Baclofen acts on the synapses and nerves of the spinal cord. Without appropriate permanent control from the brain outweigh the spastic reflex mechanisms in the spinal cord. These can be so strong that they wake up from sleep and feel pain in patients.

Baclofen acts on the reflex arcs of the spinal cord. Especially at the so-called Renshaw cells may mimic the natural antispasmodic effect of GABA. The necessary dose of intrathecal Baclofens is different, but is far smaller than the oral dose.

Pharmacokinetics

The substance is readily absorbed after oral administration and is distributed throughout the body. Biotransformation hardly takes place. The drug is excreted largely unchanged by the kidney.

Overdose

The following symptoms of baclofen overdose can occur:

  • Nausea
  • Vomit
  • Dizziness
  • Respiratory failure
  • Altered pupillary
  • Decreased blood pressure (hypotension)
  • Decreased heart rate ( bradycardia)
  • Decreased body temperature ( hypothermia)
  • Coma

Other areas of application

For more than 10 years, the effect of baclofen as GABA-B receptor agonist in the treatment of addiction, anxiety, and depression is explored.

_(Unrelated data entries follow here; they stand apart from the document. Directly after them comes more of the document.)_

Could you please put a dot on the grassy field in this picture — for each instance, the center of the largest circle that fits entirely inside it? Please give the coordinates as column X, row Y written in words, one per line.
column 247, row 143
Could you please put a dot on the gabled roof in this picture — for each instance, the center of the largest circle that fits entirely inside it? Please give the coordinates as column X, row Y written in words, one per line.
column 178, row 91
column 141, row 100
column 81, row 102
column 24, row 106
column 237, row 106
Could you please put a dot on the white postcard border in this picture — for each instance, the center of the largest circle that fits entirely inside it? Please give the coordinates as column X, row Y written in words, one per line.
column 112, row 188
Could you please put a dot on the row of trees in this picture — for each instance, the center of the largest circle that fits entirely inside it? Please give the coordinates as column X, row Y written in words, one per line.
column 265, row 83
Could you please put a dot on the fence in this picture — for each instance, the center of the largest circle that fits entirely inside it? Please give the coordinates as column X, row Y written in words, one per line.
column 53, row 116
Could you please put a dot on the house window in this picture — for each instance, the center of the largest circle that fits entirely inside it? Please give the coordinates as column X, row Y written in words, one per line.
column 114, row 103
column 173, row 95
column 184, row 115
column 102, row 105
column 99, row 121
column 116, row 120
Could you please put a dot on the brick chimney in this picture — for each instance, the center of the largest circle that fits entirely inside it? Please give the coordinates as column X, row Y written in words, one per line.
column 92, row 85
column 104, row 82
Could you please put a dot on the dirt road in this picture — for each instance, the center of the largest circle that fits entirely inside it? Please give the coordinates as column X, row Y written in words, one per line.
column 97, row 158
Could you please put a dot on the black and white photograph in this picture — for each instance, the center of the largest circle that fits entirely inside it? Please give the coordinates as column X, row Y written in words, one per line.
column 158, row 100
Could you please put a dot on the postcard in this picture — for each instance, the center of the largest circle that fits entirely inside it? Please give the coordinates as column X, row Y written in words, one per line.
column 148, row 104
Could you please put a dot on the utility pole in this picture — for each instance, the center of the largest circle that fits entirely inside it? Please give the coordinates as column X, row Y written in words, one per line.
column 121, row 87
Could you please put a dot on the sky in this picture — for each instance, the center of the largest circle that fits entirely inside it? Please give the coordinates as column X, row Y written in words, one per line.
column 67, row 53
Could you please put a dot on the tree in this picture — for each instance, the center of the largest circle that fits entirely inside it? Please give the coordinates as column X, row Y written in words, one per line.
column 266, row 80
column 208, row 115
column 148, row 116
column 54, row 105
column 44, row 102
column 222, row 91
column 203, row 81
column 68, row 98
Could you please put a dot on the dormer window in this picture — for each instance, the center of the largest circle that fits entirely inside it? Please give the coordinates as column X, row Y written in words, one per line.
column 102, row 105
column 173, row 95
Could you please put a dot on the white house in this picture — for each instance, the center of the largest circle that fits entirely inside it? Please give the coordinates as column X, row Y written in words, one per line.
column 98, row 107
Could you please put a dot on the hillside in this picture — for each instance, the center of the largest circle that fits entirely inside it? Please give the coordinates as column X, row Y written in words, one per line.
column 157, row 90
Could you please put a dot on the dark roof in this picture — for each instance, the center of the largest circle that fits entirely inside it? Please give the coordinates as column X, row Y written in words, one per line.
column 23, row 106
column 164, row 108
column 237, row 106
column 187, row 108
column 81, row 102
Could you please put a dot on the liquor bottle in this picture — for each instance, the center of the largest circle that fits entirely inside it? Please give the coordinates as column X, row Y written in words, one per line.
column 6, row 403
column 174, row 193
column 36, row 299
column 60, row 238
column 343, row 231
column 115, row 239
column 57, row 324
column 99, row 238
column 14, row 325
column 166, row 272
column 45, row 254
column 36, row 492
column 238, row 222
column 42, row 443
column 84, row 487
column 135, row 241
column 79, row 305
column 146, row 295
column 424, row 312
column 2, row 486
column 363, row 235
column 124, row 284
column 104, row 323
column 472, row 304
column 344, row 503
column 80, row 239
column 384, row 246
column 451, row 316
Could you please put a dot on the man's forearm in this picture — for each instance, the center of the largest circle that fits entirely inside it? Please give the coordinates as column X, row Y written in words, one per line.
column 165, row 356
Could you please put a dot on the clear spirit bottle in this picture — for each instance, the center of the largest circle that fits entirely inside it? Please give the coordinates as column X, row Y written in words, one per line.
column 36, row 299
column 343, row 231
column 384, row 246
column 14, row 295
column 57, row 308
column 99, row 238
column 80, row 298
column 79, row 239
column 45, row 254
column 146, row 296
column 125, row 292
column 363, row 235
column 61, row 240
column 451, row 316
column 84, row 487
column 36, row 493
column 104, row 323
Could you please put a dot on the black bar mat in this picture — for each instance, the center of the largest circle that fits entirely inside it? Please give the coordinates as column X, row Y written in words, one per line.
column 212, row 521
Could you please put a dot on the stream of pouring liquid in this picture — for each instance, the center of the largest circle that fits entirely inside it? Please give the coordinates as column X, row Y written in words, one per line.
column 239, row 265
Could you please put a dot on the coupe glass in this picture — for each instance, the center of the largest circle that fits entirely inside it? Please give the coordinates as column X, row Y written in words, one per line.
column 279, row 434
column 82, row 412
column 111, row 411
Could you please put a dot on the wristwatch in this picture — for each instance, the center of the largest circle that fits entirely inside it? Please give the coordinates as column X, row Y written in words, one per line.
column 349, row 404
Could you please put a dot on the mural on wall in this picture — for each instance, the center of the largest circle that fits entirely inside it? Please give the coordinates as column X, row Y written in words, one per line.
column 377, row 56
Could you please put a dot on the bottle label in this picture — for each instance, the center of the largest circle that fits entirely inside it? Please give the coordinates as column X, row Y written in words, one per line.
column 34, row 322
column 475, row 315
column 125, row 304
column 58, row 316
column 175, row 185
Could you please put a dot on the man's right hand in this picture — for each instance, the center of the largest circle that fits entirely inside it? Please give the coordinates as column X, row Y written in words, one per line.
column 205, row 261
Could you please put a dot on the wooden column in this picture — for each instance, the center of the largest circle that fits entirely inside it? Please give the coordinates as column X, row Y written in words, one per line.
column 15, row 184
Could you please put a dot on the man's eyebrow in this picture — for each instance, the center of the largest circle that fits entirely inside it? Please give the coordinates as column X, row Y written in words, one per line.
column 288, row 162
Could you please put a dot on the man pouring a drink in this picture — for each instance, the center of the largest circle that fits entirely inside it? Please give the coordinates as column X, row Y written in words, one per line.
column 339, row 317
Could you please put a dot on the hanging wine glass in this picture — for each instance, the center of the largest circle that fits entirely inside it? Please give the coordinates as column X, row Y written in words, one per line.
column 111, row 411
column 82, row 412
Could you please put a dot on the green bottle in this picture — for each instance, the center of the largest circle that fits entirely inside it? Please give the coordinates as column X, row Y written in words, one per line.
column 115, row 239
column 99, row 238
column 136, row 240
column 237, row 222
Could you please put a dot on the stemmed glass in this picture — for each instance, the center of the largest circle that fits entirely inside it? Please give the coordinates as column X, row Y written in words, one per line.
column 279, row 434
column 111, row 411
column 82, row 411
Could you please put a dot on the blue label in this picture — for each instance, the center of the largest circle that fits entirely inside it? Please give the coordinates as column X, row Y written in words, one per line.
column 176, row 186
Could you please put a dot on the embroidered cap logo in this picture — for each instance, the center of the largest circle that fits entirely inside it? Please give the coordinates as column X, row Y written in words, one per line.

For the treatment of alcoholism with baclofen a number of scientific studies with positive results were published.

On March 14, 2014, the French authorities for drug safety ANSM spoke a limited three-year recommendation to use (RTU ) of baclofen for the treatment of alcoholism with which unit in France removes the legal uncertainty in the prescription of baclofen and the effectiveness is confirmed. Two double-blind, placebo-controlled studies with prospective evaluation of the end of 2014/2015 were approved in the year 2012 by the ANSM and are currently in progress ( BACLOVILLE and ALPADIR ). The effectiveness was confirmed by field studies. In Germany there are currently (as of April 2014) no approval for the treatment of alcohol dependence; a prescription is possible in individual cases off-label.

Baclofen as an imported drug may reduce obviously the reflux episodes, belching and pH - metric phases of pH < 4.0 in GERD according to a double-blind study.

The importance of the GABA-B receptors for the development of anxiety was studied and demonstrated in various studies, in this context the suitability of baclofen for the treatment of anxiety and depression in animal experiments. A 2010 clinical study, James Garbutt et al. USA, on the other hand found no significant results over placebo.